BioCryst completes successful animal trial of filovirus vaccine

BioCryst Pharmaceuticals, Inc., announced on Monday that its BCX4430 vaccine against filoviruses showed activity against a range of pathogens, including the Marburg and Ebola viruses, in an animal study.

BioCryst is developing the vaccine under a contract with the National Institute of Allergy and Infectious Diseases. The contract went into effect in September 2013 at a value of $7.5 million, with a total value of $22 million if all options are exercised.

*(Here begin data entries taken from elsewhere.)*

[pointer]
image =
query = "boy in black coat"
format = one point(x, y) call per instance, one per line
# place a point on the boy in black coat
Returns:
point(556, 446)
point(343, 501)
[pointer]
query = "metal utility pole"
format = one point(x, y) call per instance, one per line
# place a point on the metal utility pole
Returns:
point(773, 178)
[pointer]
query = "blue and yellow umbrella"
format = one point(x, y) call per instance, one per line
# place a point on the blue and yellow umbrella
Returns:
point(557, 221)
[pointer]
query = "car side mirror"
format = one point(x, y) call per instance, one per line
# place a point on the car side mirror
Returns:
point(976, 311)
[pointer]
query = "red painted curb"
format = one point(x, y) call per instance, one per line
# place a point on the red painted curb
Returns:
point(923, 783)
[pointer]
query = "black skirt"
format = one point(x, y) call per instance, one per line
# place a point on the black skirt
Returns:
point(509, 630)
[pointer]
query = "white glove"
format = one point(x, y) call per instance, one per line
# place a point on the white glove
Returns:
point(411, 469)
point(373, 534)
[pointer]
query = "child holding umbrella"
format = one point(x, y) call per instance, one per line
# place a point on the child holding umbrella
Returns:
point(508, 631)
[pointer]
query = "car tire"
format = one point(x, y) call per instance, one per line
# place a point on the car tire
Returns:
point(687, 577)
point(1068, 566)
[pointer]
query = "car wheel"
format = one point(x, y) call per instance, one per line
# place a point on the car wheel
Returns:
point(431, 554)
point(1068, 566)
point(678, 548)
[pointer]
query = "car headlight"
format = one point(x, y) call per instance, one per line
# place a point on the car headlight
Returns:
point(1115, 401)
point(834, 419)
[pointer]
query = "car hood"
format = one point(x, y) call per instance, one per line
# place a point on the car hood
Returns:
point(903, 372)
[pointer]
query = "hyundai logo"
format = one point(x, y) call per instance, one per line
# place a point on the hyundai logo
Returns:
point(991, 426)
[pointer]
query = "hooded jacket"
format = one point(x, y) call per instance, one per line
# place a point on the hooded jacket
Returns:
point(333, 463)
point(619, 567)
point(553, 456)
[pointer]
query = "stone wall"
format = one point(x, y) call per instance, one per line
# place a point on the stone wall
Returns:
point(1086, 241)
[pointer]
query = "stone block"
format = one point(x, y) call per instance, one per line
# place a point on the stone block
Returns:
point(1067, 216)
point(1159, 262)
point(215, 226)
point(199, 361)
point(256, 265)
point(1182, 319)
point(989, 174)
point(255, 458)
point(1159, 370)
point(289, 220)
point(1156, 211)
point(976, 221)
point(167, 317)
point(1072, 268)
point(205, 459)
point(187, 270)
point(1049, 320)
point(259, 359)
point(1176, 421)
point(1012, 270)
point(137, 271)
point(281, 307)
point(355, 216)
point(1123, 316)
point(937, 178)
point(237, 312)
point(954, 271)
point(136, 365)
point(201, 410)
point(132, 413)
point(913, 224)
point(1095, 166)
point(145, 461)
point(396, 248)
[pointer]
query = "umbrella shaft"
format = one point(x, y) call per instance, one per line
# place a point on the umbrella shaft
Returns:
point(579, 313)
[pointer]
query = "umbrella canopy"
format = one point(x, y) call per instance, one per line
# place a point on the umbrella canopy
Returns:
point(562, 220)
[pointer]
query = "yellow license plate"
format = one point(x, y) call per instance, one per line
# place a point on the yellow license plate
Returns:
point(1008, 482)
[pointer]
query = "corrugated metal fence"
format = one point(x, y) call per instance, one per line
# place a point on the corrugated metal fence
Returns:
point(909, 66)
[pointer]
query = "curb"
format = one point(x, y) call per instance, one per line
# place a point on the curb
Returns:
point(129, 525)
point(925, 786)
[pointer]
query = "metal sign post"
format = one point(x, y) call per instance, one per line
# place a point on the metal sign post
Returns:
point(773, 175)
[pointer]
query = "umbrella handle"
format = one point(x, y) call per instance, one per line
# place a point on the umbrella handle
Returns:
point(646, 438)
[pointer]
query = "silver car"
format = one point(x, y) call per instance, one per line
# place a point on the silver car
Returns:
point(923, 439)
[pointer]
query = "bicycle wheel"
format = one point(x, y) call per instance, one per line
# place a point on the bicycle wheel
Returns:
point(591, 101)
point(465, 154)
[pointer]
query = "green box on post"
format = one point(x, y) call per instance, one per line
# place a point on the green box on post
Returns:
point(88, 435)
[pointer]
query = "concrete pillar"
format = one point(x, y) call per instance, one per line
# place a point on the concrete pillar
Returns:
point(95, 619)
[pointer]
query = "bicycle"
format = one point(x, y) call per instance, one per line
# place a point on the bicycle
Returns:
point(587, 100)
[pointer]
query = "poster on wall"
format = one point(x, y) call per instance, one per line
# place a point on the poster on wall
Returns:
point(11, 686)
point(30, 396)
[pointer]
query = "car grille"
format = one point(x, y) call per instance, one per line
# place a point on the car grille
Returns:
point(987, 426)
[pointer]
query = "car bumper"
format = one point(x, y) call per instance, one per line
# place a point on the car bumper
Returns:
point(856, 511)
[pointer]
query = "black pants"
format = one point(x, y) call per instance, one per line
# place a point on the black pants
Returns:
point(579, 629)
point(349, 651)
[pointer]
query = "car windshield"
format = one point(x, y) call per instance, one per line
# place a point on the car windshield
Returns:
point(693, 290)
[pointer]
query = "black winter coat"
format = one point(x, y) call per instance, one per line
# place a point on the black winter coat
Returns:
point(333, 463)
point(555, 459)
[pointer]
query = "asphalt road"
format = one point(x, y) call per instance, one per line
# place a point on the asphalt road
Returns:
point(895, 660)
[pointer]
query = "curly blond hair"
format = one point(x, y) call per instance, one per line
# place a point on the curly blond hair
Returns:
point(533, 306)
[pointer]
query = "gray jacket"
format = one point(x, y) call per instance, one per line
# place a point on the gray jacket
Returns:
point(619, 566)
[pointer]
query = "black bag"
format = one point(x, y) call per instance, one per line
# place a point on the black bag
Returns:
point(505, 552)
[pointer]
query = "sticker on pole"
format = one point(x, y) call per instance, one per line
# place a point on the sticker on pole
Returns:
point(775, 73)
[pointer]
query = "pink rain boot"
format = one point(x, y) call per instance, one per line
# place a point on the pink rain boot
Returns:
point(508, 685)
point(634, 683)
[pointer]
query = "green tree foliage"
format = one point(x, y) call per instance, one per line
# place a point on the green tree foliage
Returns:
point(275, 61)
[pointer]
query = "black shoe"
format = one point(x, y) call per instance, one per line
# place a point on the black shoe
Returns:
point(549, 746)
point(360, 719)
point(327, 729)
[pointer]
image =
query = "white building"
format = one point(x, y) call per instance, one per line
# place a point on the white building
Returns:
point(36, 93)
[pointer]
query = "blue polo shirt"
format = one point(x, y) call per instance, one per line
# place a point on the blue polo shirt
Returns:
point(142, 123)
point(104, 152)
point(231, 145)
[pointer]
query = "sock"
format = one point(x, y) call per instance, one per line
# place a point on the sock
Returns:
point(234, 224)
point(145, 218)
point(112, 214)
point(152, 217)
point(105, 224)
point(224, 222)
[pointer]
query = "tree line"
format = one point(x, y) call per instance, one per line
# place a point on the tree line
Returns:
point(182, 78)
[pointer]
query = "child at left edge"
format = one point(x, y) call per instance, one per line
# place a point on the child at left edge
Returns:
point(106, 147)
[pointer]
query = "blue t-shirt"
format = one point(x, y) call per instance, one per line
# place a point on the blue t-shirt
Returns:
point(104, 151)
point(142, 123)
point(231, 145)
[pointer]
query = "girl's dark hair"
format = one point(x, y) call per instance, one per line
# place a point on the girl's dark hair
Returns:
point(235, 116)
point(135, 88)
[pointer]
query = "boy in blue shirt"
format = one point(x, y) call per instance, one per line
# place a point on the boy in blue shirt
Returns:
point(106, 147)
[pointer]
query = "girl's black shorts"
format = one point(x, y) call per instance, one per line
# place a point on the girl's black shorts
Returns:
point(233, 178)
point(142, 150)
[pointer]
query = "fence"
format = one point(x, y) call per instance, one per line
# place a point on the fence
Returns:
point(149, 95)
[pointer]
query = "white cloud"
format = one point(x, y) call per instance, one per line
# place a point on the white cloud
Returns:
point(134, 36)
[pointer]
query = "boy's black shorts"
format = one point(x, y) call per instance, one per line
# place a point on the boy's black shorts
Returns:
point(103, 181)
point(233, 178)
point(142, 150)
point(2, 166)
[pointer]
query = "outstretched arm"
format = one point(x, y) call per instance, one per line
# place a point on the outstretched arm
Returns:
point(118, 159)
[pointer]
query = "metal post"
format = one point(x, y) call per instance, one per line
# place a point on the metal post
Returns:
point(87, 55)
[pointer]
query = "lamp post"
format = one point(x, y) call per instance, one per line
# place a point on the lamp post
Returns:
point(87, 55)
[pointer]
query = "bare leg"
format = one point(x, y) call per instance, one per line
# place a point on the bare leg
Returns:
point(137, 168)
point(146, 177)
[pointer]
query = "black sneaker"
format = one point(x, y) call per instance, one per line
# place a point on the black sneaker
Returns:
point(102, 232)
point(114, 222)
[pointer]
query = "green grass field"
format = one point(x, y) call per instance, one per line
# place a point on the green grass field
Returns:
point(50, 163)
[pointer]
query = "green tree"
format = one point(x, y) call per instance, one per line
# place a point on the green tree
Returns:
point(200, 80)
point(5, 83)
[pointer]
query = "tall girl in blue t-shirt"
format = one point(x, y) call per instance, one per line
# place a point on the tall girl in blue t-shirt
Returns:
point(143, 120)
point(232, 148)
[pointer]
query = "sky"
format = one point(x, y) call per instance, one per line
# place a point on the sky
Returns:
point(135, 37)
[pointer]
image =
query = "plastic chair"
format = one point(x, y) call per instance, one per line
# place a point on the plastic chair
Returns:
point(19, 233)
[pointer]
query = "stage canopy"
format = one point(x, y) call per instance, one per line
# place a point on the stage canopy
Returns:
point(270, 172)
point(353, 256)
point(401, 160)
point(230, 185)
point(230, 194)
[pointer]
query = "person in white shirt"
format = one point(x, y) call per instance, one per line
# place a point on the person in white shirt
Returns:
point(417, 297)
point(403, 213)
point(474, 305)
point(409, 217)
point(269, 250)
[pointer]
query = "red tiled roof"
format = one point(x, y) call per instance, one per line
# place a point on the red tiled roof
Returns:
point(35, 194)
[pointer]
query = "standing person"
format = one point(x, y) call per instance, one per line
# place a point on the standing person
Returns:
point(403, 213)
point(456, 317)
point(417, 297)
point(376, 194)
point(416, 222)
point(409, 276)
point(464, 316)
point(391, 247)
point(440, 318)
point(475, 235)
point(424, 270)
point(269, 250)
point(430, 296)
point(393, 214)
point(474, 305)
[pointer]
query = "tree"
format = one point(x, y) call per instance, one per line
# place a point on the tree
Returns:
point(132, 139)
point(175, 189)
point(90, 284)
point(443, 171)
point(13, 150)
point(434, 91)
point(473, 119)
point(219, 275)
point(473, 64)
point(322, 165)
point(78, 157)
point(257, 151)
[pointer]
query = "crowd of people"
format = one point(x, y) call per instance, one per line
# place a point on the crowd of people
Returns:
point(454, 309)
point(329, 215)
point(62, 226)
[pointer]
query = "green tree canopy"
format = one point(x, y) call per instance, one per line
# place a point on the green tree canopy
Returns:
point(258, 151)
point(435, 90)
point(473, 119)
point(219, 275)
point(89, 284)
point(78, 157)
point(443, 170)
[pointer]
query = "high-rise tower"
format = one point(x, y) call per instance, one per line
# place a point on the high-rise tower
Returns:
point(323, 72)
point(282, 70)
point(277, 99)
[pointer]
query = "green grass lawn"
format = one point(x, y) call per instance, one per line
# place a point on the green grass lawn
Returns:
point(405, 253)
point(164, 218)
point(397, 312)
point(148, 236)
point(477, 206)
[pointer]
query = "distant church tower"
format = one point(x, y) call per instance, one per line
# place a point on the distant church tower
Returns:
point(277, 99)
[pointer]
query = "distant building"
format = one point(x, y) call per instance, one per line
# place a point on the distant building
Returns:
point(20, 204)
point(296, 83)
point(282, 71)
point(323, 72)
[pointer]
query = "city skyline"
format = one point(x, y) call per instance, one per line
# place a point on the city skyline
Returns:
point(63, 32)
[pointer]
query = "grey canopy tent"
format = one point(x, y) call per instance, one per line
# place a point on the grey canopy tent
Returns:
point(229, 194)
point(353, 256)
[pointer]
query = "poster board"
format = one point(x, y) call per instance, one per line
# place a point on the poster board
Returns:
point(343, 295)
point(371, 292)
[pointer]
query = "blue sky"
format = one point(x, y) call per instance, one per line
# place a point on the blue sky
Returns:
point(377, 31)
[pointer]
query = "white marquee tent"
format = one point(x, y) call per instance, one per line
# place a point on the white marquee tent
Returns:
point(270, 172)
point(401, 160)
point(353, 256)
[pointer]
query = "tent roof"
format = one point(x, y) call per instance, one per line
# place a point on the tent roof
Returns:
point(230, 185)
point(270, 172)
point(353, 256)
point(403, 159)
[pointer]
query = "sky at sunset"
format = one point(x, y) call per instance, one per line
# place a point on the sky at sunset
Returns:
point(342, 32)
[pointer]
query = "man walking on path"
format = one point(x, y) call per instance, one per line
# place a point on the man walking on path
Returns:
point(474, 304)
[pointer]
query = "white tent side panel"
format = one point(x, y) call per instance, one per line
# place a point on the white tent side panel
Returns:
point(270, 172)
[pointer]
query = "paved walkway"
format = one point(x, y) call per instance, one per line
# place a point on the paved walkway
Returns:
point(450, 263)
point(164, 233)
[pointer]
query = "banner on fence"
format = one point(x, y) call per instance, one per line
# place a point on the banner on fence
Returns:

Filoviruses are extremely deadly and considered Category A Bioterrorism agents by the Centers of Disease Control and Prevention. The fatality rate associated with filovirus disease outbreaks has exceeded 90 percent, the highest fatality rate of any infection.

"Filoviruses, such as Ebola and Marburg virus, constitute serious threats to our national defense," Colonel Erin P. Edgar, the commander of the U.S. Army Medical Research Institute of Infectious Diseases, said. "Development of cost-effective and versatile treatment options to combat these agents remains an unmet medical need and a high biodefense priority for the U.S. Government."

In the study, researchers tested the investigational vaccine on animal models by injecting the drug intramuscularly 48 hours after exposing rodents to Marburg and Ebola viruses. The researchers also found BCX4430 to be effective against more than 20 RNA viruses, including the Middle East Respiratory Syndrome Coronavirus, togoviruses, bunyaviruses, arenaviruses, flaviviruses, coronaviruses and paramyxoviruses.

"With its broad-spectrum antiviral activity, attractive drug-like characteristics and demonstrated efficacy against filoviruses, BCX4430 is well-positioned for continued development as a valuable addition to the nation's arsenal of medical countermeasures," BioCryst Chief Medical Officer Dr. William P. Sheridan. "A single broad-spectrum agent that treats a range of RNA virus threats, such as BCX4430, presents an efficient one-drug, multi-bug strategic option against high-priority pathogens for the U.S. Government and offers promise as a treatment for patients infected in natural outbreaks."